KSTP/SurveyUSA poll: Klobuchar positioned to win reelection, but could be closer than usual

KSTP Survey USA 2024 Senate poll

KSTP Survey USA 2024 Senate poll

It’s very early in the 2024 election year, but our latest KSTP-TV/SurveyUSA poll shows Minnesota U.S. Senator Amy Klobuchar could be headed for a tougher-than-usual race.

Klobuchar has won her three Senate races by 20 points in 2006, 35 in 2012 and 24 in 2018. If she wins a fourth term in 2024, she would become just the third Minnesota senator to win four or more terms and the first in more than 80 years.

In a survey of 1,594 registered voters likely to vote in November, 49% say they would vote for Klobuchar, 33% for a generic “Republican opponent,” 15% are undecided and four percent prefer someone else.
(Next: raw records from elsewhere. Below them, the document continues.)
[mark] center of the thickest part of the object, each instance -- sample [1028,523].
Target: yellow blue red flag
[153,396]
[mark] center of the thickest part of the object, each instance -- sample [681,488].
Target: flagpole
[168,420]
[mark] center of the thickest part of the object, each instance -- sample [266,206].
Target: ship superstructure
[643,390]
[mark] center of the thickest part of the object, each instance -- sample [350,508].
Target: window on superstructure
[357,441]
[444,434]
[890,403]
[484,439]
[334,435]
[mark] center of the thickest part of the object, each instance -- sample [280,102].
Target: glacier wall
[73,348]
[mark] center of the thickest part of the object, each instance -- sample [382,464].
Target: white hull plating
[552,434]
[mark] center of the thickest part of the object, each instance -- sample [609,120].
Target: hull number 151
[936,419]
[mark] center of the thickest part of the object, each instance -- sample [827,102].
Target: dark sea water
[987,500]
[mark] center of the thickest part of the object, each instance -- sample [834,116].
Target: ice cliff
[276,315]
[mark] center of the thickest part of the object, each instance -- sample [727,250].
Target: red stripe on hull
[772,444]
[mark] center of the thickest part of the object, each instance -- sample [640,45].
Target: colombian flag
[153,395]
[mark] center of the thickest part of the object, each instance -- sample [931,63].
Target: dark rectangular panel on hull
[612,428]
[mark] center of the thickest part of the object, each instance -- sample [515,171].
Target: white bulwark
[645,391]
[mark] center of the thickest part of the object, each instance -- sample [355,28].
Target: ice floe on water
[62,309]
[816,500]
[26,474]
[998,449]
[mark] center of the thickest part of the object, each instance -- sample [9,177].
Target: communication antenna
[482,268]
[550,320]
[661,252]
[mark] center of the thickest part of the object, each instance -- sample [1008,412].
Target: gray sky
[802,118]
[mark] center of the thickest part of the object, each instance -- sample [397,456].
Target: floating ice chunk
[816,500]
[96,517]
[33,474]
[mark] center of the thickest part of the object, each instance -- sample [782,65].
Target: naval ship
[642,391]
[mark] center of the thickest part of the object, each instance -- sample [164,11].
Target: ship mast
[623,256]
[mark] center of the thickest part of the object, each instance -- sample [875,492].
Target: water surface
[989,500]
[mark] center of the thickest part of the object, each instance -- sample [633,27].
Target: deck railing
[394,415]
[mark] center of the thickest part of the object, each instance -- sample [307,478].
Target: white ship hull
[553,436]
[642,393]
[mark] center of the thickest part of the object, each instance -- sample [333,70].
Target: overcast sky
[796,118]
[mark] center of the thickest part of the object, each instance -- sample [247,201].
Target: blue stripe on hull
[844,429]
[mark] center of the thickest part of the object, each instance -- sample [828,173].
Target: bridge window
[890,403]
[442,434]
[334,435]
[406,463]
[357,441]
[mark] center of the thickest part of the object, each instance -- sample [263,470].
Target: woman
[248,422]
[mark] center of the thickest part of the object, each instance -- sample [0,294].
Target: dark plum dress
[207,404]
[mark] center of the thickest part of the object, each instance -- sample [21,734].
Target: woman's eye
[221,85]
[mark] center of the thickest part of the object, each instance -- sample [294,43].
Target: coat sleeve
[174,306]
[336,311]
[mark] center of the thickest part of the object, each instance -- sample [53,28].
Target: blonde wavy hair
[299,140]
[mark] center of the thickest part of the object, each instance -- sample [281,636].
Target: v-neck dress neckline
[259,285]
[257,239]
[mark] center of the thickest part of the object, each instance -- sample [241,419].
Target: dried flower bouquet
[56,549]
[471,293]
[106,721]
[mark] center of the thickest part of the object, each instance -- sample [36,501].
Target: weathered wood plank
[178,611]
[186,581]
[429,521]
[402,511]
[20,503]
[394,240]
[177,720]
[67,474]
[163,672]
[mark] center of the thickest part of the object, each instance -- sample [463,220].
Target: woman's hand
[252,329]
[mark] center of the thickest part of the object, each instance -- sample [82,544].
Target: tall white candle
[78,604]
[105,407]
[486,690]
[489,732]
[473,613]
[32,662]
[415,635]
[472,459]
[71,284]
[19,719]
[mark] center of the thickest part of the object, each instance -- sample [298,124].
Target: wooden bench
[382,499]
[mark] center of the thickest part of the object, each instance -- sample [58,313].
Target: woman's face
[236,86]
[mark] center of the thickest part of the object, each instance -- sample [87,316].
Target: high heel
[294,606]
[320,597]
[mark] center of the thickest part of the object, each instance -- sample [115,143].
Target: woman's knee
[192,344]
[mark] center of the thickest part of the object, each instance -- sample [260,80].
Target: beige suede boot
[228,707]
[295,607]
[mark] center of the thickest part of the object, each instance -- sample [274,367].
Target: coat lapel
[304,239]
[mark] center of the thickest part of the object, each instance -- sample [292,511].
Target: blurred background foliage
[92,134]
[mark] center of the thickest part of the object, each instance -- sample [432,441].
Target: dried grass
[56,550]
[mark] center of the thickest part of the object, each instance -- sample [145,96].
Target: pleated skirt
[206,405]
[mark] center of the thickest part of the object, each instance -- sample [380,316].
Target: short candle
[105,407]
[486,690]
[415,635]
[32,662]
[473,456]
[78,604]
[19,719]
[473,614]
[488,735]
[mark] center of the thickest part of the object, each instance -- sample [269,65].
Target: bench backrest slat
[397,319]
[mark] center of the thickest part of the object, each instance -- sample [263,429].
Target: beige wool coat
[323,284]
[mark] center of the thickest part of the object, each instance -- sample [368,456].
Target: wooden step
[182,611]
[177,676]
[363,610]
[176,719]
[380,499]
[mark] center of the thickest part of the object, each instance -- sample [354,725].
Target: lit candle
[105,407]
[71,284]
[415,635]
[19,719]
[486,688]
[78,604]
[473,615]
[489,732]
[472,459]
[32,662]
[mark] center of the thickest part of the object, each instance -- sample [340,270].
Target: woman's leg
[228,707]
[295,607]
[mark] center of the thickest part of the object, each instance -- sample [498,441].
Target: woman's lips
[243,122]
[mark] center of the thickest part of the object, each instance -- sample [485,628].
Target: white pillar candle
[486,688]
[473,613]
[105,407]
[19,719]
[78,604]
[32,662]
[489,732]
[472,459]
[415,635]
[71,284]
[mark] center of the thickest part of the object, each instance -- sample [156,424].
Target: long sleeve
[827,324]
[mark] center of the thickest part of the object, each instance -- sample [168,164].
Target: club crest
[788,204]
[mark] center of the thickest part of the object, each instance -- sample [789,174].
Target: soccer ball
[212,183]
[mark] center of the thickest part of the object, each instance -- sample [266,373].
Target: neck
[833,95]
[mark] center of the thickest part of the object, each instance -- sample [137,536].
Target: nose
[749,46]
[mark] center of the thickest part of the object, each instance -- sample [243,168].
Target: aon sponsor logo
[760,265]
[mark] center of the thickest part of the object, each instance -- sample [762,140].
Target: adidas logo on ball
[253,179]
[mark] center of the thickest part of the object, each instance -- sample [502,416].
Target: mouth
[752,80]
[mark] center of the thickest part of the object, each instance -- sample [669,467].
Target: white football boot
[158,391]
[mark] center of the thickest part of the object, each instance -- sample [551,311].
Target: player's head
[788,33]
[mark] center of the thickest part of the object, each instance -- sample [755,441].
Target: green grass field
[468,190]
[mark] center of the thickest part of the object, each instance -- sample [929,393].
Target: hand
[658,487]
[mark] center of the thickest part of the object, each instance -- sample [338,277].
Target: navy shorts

At the time our poll went into the field, no significant Republican candidate with party backing had emerged.

This week, Navy veteran and banker Joe Fraser announced he plans to challenge Klobuchar as a Republican candidate.

“She definitely would be favored in this race, but she doesn’t seem as strong as she was before,” says Carleton College political analyst Steven Schier. “Usually, Amy Klobuchar’s job approval has been well above 50% so it’s interesting to see her reelect number has fallen below 50% to 49%.”

Still, Klobuchar’s approval rating in the poll is 54%, with only 33% disapproving.

Schier says it’s possible Klobuchar might have to deal with voter fatigue for a candidate running for a fourth term, a rarity in Minnesota politics. “It could be that people get tired of a long-term incumbent and that could be a problem for her,” Schier says.

SurveyUSA interviewed 2,100 total adults from the state of Minnesota from Jan. 24 to Jan. 29. Of the adults, 1,853 were identified as being registered to vote; of the registered voters, 1,594 were determined by SurveyUSA to be likely voters in the November general election and were asked the substantive questions which follow.

This research was conducted online, using a nonprobability sample of online adult panelists chosen randomly by Lucid Holdings LLC of New Orleans. The combined pool of survey respondents was weighted to U.S. Census CPS targets for gender, age, race, and education, to U.S. Census ACS targets for home ownership and to recalled 2020 presidential vote.

Of those responding to the Senate race survey, 35% described themselves as Republicans, 38% as Democrats and 23% as independents.